17:57This one entitled, One, Two, Kick Out.
18:02Well, here's what you do when you're wrestling
18:12someone in the ring.
18:13And you come around and I'll tell you just a thing.
18:16You gotta grab him, slam him, put him on the ground
18:17and then you crush his neck.
18:19And then he tries to break out and I say,
18:20what the heck?
18:21I say, one, two, oopsie, kick out of me.
18:24One, two, oopsie, kick out of me.
18:26One, two.
18:29Swing him right over your head.
18:33Knock him down until he's dead.
18:34Step on your toe and punch him in the face.
18:36Then you go all over the place that's fully sacked
18:37until they're good.
18:38Everybody in Hollywood
18:39swing, swing, swing it all a day.
18:42Jump around and bounce on the floor.
18:44Everybody do a little more.
18:45Everybody say, look and see.
18:46I can't tell what to see.
18:48Everything is going all over gorgeous George.
18:52Seahaw!
18:52All right, hey, we'll be right back.
19:00Find out who the winner is.
19:00Don't go away.
19:07Welcome back to Who's Ony's In Anyway.
19:08Tonight's winner is Wayne Brady.
19:11How about that?
19:11Congratulations, Wayne.
19:14We're going to do a game for you called props.
19:16And you guys are going to be a team
19:17and me and Ryan are going to be a team.
19:18Why don't you go get our prop?
19:19And I'll explain to you what's going to happen
19:20is that we have to come up with as many ideas
19:22that we can for these props.
19:23And back and forth.
19:26And Wayne is going to buzz us in between each one.
19:28So take it away, you guys.
19:31Well, I don't know what happened
19:32to the other half of your big spider, but...
19:35We make the movie ourselves.
19:37It's about witches, and this is our symbol.
19:42First time making a parachute, Wilkins?
19:46The wicked chicken of the East is dead.
19:50There must be a better way of checking for landmines.
19:57Hello, welcome to the cheapest puppet show in the world.
20:02I was hoping the hairs would be a little smaller.
20:14And you tell Hulk Hogan if he wants this belt,
20:16he's got something to win from me!
20:18Dead man walking.
20:27This is a chicken leg.
20:33This is a chicken leg on drugs.
20:38Okay, we'll be right back.
20:40Don't go away.
20:41Welcome back to Who's Line Is It Anyway?
20:44We're going to end the show with Ryan and Colin reading the credits for you.
20:50And I want you to read the credits as two police officers on megaphones trying to contain a crowd.
20:56Thanks for watching, good night.
20:58Dan Patterson, Mark Levinson, please get away from the building.

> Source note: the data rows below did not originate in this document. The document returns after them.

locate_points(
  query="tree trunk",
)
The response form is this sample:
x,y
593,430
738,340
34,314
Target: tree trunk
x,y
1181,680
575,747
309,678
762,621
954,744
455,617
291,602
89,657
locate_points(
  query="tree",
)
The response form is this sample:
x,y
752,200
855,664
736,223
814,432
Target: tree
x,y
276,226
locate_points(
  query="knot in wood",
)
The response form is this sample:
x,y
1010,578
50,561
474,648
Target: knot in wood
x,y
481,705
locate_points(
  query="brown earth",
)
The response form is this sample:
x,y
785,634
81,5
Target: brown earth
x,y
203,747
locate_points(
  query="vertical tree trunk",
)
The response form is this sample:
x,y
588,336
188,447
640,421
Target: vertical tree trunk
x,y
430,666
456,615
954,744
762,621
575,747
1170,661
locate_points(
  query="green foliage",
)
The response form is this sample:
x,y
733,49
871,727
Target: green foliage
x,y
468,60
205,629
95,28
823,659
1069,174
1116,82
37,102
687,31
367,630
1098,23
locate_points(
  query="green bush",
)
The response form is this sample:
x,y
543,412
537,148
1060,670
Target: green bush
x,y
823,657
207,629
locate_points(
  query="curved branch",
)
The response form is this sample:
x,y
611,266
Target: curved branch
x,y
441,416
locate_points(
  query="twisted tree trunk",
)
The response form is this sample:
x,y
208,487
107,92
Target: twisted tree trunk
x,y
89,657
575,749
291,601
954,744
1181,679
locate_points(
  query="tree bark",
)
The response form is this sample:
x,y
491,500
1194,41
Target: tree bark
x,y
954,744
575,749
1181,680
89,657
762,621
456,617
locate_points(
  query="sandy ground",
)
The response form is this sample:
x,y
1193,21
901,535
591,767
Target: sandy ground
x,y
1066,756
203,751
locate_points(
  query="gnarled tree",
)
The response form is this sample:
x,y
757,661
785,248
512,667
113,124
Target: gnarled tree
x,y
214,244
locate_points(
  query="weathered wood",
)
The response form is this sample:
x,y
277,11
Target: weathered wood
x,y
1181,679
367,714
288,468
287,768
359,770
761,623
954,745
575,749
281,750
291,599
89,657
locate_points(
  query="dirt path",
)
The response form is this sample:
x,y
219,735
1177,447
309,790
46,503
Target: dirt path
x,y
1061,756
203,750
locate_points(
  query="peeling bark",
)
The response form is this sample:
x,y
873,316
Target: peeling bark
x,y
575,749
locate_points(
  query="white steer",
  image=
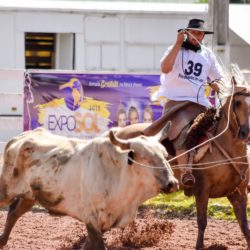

21:04Mark Levinson, your mother's here to talk to you.
21:07Drew Phillips, get away.
21:11Don't pay attention to all the guns pointing at you, Stephen Fromm.
21:14There's nothing to see, Keith Richmond.
21:16Jason Scott, your minister's here, Jason.
21:21I'm going to dress up like a woman.
21:26Your Drew Carey's here, now come out.